The other students were not only younger, but eager and competitive
in the way of those who had never really had to take a bad hit.
They excelled at networking, which had never come naturally to him.
Doctor Bell, the head of the Point, had on one occasion given him
some encouraging words, but he was largely on his own.

He had learned this not long after he first
arrived to take part in the program. Another of the grad students
had sat down next to him in the cafeteria, which at first he had
taken as a welcome. He had been, if anything, excessively
courteous, until he came to his real point, which was to tell
Matthew just how lucky he was to get into the new exchange program
with Canada. The implication was clear from the rest of the
conversation, that otherwise, he would never have qualified. This
program was for the exceptional, after all, the best of the
brilliant. Not a place for the merely qualified.

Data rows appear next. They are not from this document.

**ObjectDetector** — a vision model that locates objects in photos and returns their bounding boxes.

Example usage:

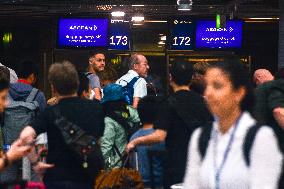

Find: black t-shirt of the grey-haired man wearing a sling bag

[32,97,104,182]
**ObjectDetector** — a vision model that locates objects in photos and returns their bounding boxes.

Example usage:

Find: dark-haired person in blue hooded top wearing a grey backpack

[0,61,46,181]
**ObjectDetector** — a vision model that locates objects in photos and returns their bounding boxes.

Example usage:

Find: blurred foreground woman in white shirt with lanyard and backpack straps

[184,60,282,189]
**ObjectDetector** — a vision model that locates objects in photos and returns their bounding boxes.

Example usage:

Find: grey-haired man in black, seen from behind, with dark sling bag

[20,61,104,189]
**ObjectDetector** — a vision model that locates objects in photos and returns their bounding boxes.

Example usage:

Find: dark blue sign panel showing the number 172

[170,20,195,50]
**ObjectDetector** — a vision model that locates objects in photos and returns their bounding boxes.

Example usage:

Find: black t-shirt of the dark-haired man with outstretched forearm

[154,90,213,184]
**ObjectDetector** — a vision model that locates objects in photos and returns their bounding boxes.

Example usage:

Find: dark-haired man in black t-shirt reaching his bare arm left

[126,62,212,189]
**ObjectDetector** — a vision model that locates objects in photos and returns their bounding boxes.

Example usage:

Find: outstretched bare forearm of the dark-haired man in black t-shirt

[125,129,167,152]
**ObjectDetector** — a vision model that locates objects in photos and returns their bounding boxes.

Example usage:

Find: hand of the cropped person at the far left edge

[6,139,32,162]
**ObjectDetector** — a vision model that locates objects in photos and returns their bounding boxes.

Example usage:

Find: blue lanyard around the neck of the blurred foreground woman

[213,114,242,189]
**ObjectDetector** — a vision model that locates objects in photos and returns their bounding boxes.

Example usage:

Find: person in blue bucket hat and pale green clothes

[101,84,140,169]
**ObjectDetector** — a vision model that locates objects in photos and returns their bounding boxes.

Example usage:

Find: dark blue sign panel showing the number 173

[109,22,130,50]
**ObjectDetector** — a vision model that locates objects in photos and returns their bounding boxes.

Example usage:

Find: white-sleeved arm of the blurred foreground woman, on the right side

[249,127,283,189]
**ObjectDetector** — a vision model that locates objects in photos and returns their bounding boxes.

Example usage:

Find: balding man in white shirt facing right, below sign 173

[116,54,150,108]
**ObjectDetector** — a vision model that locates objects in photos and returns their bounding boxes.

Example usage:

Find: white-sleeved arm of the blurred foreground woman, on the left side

[183,129,201,189]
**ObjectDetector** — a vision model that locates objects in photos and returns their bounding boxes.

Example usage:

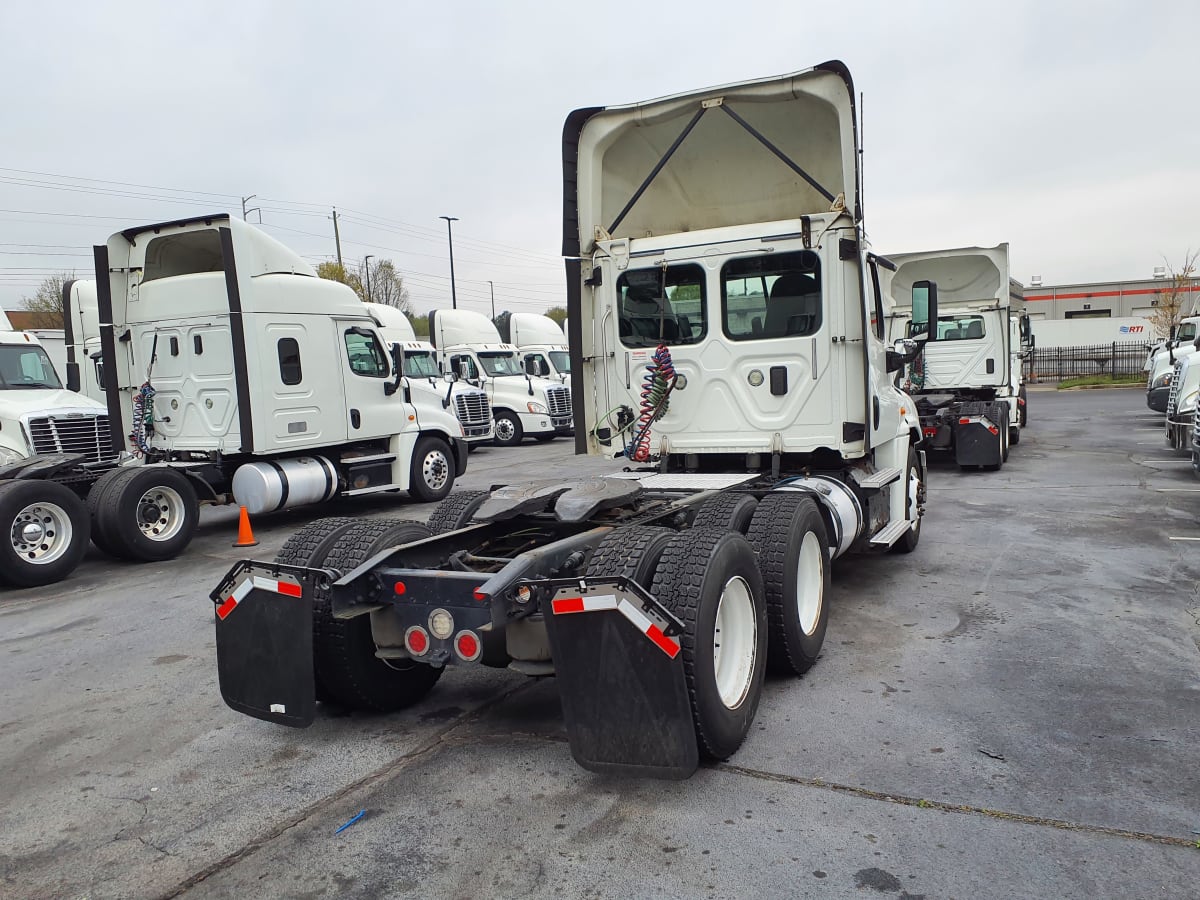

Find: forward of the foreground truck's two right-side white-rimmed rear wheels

[748,492,830,674]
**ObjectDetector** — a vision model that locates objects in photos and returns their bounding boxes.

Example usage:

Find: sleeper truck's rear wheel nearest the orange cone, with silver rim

[94,466,200,563]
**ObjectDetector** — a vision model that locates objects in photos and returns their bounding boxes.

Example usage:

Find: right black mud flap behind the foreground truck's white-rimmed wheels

[542,578,700,779]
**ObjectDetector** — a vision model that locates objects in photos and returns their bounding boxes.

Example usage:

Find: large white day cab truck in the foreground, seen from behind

[210,62,937,778]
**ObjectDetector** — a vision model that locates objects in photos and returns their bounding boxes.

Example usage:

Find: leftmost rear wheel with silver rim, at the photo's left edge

[0,479,91,588]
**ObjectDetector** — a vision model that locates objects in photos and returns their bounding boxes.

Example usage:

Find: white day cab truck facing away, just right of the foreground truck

[886,244,1033,469]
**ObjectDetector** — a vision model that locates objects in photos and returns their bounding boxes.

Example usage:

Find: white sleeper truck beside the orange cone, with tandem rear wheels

[0,215,467,584]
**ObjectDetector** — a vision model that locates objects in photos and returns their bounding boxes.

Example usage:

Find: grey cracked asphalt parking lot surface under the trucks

[0,390,1200,898]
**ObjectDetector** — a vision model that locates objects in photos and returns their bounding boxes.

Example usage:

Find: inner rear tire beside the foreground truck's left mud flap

[312,520,443,713]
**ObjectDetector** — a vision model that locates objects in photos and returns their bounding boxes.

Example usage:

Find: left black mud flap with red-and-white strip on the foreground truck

[210,562,324,728]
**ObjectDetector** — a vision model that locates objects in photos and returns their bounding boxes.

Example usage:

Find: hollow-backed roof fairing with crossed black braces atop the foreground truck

[563,62,862,256]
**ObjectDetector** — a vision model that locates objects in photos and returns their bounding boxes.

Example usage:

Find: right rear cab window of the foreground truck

[721,250,822,341]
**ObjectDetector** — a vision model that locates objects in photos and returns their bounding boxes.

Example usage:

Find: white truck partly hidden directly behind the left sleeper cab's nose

[366,304,496,445]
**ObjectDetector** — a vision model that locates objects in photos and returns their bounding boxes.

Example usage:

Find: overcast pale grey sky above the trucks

[0,0,1200,312]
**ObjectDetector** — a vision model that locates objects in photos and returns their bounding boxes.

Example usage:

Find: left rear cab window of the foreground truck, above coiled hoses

[617,263,708,347]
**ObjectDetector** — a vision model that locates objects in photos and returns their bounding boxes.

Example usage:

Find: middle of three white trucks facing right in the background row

[430,310,571,446]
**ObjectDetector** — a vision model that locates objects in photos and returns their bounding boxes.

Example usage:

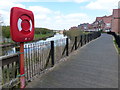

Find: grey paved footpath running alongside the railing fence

[27,34,118,88]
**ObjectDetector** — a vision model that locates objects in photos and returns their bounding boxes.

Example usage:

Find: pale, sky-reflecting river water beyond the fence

[3,33,67,55]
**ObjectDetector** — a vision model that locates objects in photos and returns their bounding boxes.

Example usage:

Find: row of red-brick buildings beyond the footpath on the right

[70,7,120,34]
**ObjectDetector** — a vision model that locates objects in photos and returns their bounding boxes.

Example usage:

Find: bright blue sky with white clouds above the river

[0,0,119,30]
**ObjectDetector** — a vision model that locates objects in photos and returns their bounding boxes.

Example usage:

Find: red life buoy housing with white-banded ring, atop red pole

[10,7,34,42]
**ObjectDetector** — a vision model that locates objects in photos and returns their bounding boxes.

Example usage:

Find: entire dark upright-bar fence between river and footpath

[0,32,101,88]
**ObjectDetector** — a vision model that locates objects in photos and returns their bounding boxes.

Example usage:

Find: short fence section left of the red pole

[0,54,20,88]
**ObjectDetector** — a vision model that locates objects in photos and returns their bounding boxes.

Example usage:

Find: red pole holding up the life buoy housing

[20,42,25,88]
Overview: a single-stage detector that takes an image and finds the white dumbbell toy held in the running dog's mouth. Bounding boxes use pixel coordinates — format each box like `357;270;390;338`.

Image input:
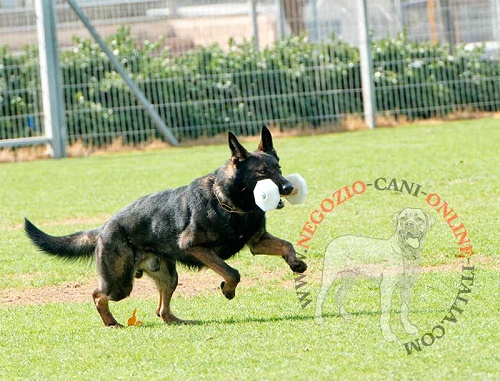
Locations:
253;173;307;212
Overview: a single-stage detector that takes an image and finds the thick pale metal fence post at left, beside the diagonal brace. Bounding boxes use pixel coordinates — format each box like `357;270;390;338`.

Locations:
35;0;66;158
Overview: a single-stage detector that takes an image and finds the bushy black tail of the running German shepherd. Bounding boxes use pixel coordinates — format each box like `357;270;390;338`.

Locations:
24;218;100;260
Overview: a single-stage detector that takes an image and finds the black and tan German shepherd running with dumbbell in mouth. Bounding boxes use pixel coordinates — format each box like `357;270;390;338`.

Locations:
25;126;307;327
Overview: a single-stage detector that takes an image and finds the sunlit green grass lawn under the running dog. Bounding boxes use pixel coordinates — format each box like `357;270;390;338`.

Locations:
0;119;500;380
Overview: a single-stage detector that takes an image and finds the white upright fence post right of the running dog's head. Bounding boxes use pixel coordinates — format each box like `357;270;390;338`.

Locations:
357;0;376;128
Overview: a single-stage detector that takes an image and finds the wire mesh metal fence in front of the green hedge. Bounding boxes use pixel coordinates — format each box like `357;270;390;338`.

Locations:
0;0;500;154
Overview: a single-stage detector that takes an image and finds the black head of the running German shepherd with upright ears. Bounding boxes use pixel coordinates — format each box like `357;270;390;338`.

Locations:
228;126;293;208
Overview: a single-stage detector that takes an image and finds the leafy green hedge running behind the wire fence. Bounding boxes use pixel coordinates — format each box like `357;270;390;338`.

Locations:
0;27;500;145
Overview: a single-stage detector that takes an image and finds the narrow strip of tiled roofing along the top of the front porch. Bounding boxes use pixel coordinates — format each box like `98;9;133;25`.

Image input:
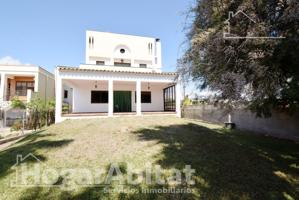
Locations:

As it was, working as hard as he could, he
still barely managed to keep his head above water. There was truth
in what the young grad student had implied, but he had resolved to
hold to his course and avoid trouble. Now trouble seemed to have
found him. Again.

As the energy surge wore off, a wave of
sleepiness washed over him. He climbed into his bunk in the loft
and lay staring into the dark skylight, his face dimly reflected in
the glass. He sank into drowsiness, the oblivion of sleep welcome.
As he slipped under, the image of the eye from his encounter on the
Eva Shay
flickered before him until he sank into the welcome
oblivion of sleep.

 

CHAPTER 3

 

“I’m sorry, he can’t see anyone today.”

“Can’t you just check his schedule?” Matthew
asked. “I’m supposed to be here.”

I don’t know who you spoke with before,
but—”

“I told you, I didn’t speak with anyone, the
automated system answered early this morning, and said that I had a
time. Honest.”

The receptionist nodded and tossed her
single black braid over her shoulder. “Well, I don’t know how you
connected directly.”

“He sent the number to me himself a while
back. At least it came from Doctor Bell’s account.”

“Only a few students get that, and I don’t
find you here. If you had listened carefully, you would have heard
that you need to get a confirmation back…”

The receptionist droned on. Matthew had
gotten up this morning at the first hint of dawn to make the
appointment. He caught the first ferry to Port Angeles and, driving
the rest of the way, prepared as best as he could for the
meeting.

The Point Kinatai Marine Science Center was
known the world over as the premier marine sciences research
facility in the western hemisphere. This was largely because Doctor
Martin Bell, the director, had moved here from England thirty years
ago with the promise that he could make it so. Although there were
now those who begrudged the personal stamp he had put on the place,
no one argued that he had not been the major factor in elevating
the Point to its present stature, albeit as much by his fame,
charisma and spirit of adventure, as by his work.

Matthew had been pleasantly surprised when
he had gotten the appointment. Now here he was, stuck in a waiting
room with a receptionist who looked young enough to be in high
school, and she would not budge.

“I’m sorry,” she went on, “but as I told
you, the director is busy all morning.”